Das Gericht für Gewalt gegen Frauen Nummer 2 in Las Palmas de Gran Canaria hat die Zuständigkeit für die Untersuchung einer mutmaßlichen Kindesentführung übernommen.
Worum es geht (TL;DR)
- Mann soll Tochter ohne Zustimmung der Mutter fünf Monate in Málaga festgehalten haben.
- Gericht für Gewalt gegen Frauen in Las Palmas übernimmt Zuständigkeit für den Fall.
- Staatsanwaltschaft stützt Entscheidung, da Kindesentführung als stellvertretende Gewalt gilt.
Der Oberste Gerichtshof der Kanarischen Inseln (TSJC) teilte mit, dass ein Mann verdächtigt wird, gegen gerichtlich festgelegte Besuchs- und Sorgerechtsvereinbarungen verstoßen zu haben. Er soll seine minderjährige Tochter ohne Zustimmung der Mutter von den Kanarischen Inseln auf das Festland gebracht und fünf Monate lang in Málaga festgehalten haben, bevor er sie auf Anordnung der Behörden zurückbrachte. Die Justizbehörde wertet dies möglicherweise als Akt stellvertretender Gewalt, der darauf abzielt, die Ex-Partnerin über eine dritte Person zu schädigen.
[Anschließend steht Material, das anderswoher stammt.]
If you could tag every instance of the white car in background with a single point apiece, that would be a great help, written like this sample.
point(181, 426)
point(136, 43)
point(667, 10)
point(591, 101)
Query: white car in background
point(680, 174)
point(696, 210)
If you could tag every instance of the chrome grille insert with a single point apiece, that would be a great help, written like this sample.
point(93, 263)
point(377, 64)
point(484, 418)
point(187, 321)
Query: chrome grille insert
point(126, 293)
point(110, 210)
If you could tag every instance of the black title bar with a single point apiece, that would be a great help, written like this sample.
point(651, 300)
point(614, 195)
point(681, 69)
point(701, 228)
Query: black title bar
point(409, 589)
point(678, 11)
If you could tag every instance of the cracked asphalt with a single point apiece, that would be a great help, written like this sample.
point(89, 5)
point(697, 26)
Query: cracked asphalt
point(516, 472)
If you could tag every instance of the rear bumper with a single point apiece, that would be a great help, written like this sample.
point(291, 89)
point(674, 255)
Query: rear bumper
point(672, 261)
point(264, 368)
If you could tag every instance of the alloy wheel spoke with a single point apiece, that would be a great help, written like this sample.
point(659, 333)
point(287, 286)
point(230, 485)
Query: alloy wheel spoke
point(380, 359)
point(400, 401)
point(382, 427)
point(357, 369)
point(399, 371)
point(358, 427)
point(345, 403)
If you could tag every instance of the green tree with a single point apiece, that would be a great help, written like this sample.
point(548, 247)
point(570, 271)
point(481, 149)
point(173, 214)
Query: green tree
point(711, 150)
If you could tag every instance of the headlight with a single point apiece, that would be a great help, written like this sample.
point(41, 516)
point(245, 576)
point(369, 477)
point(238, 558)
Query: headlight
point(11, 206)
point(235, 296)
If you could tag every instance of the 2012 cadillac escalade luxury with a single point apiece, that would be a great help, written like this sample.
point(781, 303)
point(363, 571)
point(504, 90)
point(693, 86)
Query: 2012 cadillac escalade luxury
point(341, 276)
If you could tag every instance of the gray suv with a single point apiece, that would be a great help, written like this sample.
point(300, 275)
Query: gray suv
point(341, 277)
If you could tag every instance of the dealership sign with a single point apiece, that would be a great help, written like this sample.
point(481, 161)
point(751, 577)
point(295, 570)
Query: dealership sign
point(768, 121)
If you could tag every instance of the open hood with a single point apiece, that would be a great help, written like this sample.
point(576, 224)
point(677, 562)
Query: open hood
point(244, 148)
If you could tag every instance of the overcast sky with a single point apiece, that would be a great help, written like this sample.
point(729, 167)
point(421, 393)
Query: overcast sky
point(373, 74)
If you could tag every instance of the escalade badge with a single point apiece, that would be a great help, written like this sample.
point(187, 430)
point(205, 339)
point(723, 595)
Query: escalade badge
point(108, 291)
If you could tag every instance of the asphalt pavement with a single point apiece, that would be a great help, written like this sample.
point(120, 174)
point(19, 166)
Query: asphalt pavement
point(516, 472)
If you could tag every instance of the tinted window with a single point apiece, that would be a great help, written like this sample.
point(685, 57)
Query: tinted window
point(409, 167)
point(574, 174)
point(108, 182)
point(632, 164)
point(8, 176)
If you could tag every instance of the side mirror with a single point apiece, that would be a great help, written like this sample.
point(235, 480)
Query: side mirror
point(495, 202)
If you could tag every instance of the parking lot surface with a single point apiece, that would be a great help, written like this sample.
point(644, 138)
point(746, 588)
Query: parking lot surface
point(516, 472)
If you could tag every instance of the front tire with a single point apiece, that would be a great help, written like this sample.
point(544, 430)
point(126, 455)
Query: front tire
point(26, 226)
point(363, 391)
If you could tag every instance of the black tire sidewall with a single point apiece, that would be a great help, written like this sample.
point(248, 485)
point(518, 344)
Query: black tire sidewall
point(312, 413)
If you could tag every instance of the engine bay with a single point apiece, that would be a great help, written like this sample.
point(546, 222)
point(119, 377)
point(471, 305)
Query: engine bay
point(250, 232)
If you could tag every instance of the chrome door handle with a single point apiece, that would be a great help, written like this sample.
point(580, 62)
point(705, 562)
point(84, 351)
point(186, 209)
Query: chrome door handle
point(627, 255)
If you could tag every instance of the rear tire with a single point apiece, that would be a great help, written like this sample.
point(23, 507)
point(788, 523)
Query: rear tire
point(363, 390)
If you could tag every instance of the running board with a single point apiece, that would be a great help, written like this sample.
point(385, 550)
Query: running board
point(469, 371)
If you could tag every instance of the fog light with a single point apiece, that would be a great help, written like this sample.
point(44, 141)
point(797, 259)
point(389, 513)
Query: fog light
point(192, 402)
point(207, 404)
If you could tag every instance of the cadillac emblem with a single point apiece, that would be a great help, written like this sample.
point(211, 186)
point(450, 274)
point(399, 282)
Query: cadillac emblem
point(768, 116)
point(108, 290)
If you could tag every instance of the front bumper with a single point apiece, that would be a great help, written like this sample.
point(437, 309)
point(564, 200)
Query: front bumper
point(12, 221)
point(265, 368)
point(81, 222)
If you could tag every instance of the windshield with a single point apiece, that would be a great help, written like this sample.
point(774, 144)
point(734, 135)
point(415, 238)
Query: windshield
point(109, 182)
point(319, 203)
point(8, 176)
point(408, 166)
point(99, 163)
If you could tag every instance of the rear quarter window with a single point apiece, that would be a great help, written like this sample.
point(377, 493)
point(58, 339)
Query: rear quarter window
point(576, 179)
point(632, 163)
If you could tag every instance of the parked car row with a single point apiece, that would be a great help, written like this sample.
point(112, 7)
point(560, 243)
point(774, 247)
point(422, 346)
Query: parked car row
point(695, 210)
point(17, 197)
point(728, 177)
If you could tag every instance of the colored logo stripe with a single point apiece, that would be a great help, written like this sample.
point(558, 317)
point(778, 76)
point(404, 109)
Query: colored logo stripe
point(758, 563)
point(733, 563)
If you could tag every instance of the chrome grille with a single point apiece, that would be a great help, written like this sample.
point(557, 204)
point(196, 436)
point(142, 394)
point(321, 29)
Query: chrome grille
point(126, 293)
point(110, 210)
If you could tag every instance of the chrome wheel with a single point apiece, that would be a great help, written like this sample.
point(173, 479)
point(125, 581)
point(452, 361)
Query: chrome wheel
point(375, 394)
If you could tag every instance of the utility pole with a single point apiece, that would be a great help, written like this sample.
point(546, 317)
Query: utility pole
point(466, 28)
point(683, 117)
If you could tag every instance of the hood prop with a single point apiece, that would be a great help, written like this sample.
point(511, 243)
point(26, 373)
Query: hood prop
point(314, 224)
Zuständigkeit bei Kindesentführung geklärt
Der TSJC erklärte, dass das Gericht für Gewalt gegen Frauen Nummer 2 in Las Palmas de Gran Canaria die Verantwortung für die Untersuchung der mutmaßlichen Entführung übernommen hat. Das Gericht akzeptierte die Zuständigkeit für den Fall, der ursprünglich an ein gewöhnliches Ermittlungsgericht gesendet worden war. Eine vorsorgliche Maßnahme verbietet dem Verdächtigen während der Untersuchung, sich seiner achtjährigen Tochter zu nähern oder mit ihr zu kommunizieren.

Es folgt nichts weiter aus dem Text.